Consider the following C-function in which a[n] and b[m] are two sorted…
2006
Consider the following C-function in which a[n] and b[m] are two sorted integer arrays and c[n + m] be another integer array.
C
void xyz(int a[], int b [], int c[])
{
int i, j, k;
i = j = k = O;
while ((i<n) && (j<m))
if (a[i] < b[j]) c[k++] = a[i++];
else c[k++] = b[j++];
}
Which of the following condition(s) hold(s) after the termination of the while loop?
(i) j < m, k = n+j-1, and a[n-1] < b[j] if i = n
(ii) i < n, k = m+i-1, and b[m-1] <= a[i] if j = m
- A.
only (i)
- B.
only (ii)
- C.
either (i) or (ii) but not both
- D.
neither (i) nor (ii)
Attempted by 5 students.
Show answer & explanation
Correct answer: D
Final answer: neither (i) nor (ii). Both statements contain an off-by-one error in the expression for k.
Reasoning:
The while loop merges elements one at a time until one array is exhausted, so when the loop stops exactly one of these holds: i = n (first array exhausted) or j = m (second array exhausted). The other index is strictly less than its length.
If the first array is exhausted (i = n) then j < m. The total number of elements copied into c is k = i + j = n + j (k starts at 0 and increments once per copied element).
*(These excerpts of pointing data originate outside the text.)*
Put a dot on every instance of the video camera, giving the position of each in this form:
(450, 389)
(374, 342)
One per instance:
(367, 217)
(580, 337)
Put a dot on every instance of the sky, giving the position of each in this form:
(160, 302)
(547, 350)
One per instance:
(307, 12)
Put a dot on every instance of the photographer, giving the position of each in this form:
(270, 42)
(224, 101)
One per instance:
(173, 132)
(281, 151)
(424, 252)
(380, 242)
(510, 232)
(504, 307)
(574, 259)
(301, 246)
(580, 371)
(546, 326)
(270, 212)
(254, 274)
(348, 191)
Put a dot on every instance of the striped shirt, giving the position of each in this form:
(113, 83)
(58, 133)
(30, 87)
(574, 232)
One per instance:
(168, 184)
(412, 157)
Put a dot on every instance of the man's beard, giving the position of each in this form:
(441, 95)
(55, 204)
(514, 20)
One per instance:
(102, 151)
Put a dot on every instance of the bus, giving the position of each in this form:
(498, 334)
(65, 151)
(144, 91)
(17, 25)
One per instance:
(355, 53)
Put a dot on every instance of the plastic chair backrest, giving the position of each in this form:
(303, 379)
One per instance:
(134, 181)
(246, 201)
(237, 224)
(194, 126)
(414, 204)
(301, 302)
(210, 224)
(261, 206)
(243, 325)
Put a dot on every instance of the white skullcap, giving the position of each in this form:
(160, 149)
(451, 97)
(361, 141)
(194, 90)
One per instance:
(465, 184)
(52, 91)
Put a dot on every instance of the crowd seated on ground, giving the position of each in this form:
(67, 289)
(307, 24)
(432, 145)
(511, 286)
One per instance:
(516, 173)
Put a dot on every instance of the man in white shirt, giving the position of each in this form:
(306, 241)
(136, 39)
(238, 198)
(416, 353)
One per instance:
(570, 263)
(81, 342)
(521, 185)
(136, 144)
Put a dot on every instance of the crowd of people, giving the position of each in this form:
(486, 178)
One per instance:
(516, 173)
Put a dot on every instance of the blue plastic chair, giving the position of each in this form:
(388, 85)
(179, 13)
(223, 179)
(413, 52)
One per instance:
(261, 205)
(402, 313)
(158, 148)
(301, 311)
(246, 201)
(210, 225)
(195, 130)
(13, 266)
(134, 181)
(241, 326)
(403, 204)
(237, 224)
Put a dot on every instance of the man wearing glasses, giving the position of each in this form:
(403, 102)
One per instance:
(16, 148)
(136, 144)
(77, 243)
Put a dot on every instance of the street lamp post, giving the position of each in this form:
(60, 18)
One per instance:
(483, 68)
The last step that made i reach n copied a[n-1], which required a[n-1] < b[j] at that time, so a[n-1] < b[j] holds.
If the second array is exhausted (j = m) then i < n. The total number of elements copied is k = i + j = i + m. The last step that made j reach m copied b[m-1], which required a[i] >= b[m-1], so b[m-1] <= a[i] holds.
The original statements gave k = n + j - 1 and k = m + i - 1, which are off by one. Because of those incorrect k expressions, neither statement (i) nor statement (ii) is fully correct.
Therefore the correct choice is the one that says neither (i) nor (ii).